Little Word Packs Big Meaning

Williamson Source

by David Cassidy, Pastor at Christ Community,Franklin

I love words. Their beauty, utility, history, and flexibility are intoxicating. The magnificent poet Emily Dickinson wrote, “I know nothing in the world that has as much power as a word. Sometimes I write one, and I look at it, until it begins to shine.” It is a good week when I encounter and find myself embraced by a new word. This is not because the extent of one’s vocabulary is a ground for self-congratulation, but because the new word or phrase is an introduction, a visa, to a larger world. The word bids us Welcome.

There are countries to which words take us, however, that can be deeply unhappy and unpleasant lands; words can introduce us to painful places where our hearts are broken and the tears fall. A new word or phrase, one that until now had remained backstage and out of the general conversation, can be a rude and unwelcome intruder into our lives.

This is especially so of words with Latin roots that float through the corridors of research hospitals.

Like ‘Choledochal Cyst’. According to one research paper I read, “Choledochal cysts (CCs) are rare medical conditions with an incidence in the western population of 1 in 100,000–150,000 live births…” That’s a phrase I learned this week, one which I wish I’d had no reason to learn.

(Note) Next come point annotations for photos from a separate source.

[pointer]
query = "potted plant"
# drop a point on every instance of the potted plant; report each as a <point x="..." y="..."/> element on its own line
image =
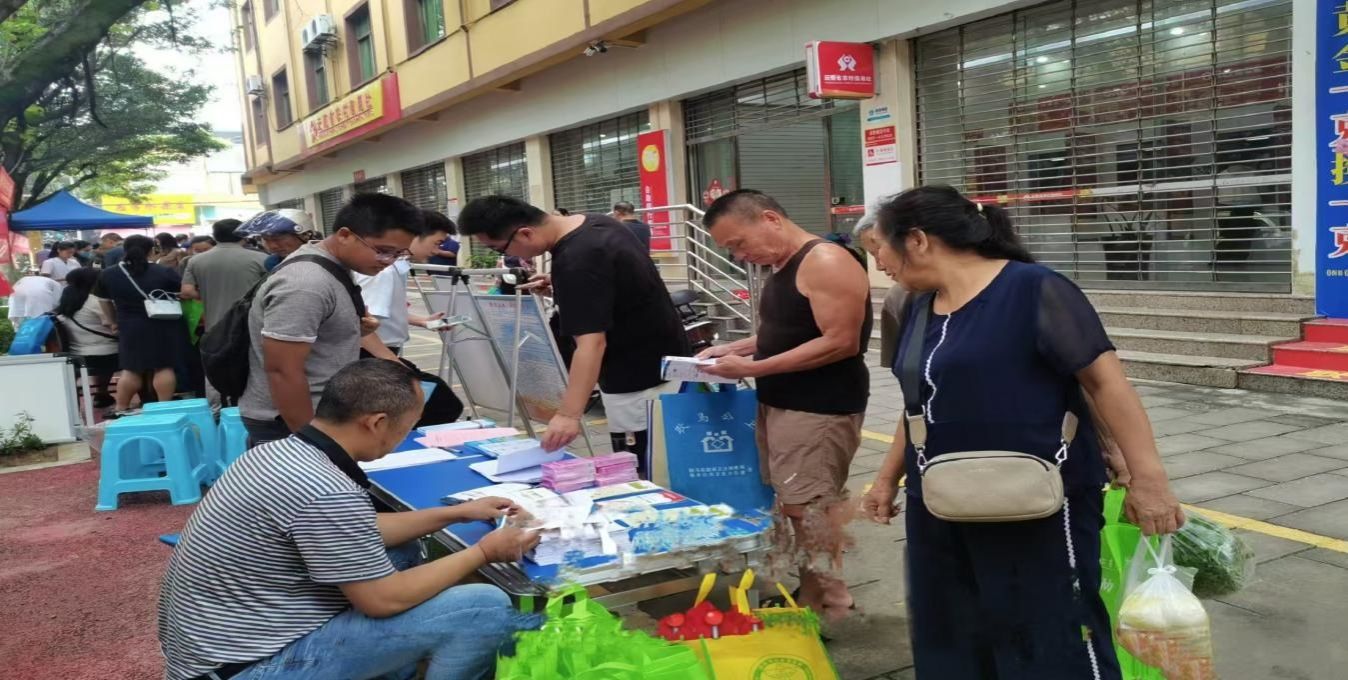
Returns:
<point x="19" y="445"/>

I’ve spent a great deal of the past 35 years wandering around hospital corridors, sitting with worried families in ICU’s, and praying with patients facing a difficult diagnosis and an even more challenging surgery and treatment protocol. In the course of that journey I’ve learned some words that professors in seminaries don’t cover. I’m adding ‘Choledochal Cyst’ to the list. A young couple in Texas I care about just discovered their two month old infant daughter has this condition, and the prognosis is, well, difficult. They are the 1 in 150,000.

That can happen here too. Thankfully, my friends in Texas are not only surrounded with a loving family, great neighbors, and a caring church community, but with skilled medical staff and first rate facilities as well; they can fight this disease with the best of weapons. That’s good news. The same good news is true here as well. I haven’t been here two years yet but I’ve had plenty of walks and waits in hospitals, here in Franklin and up the road in Nashville as well. You’ve heard it said that our community has a church on every corner? Well, add to that brilliant medical personnel at every turn as well. I’ve seen it first hand. Thankfully.

The next time you pray for a family member or friend that’s in a war with a life-threatening illness, remember to pray for their caregivers as well, for their surgeons and doctors, for their nurses and techs, for the therapists and the researchers. I pray God heals the diseases, but I pray just as passionately for the medical scientists that give their lives to find the cures. They’re all around us in Williamson and Davidson counties, and there’s a beautiful little phrase you can say to them the next time you see them, whether in a hospital or at the grocery. It isn’t even difficult to pronounce. Just look them in the eye and say, “Thank you.”

“Words are, of course, the most powerful drug used by mankind”, wrote Rudyard Kipling. ‘Thank you’ is likely just the right prescription our brilliant medical community may need most days. I hope you’ll join me in spreading the word.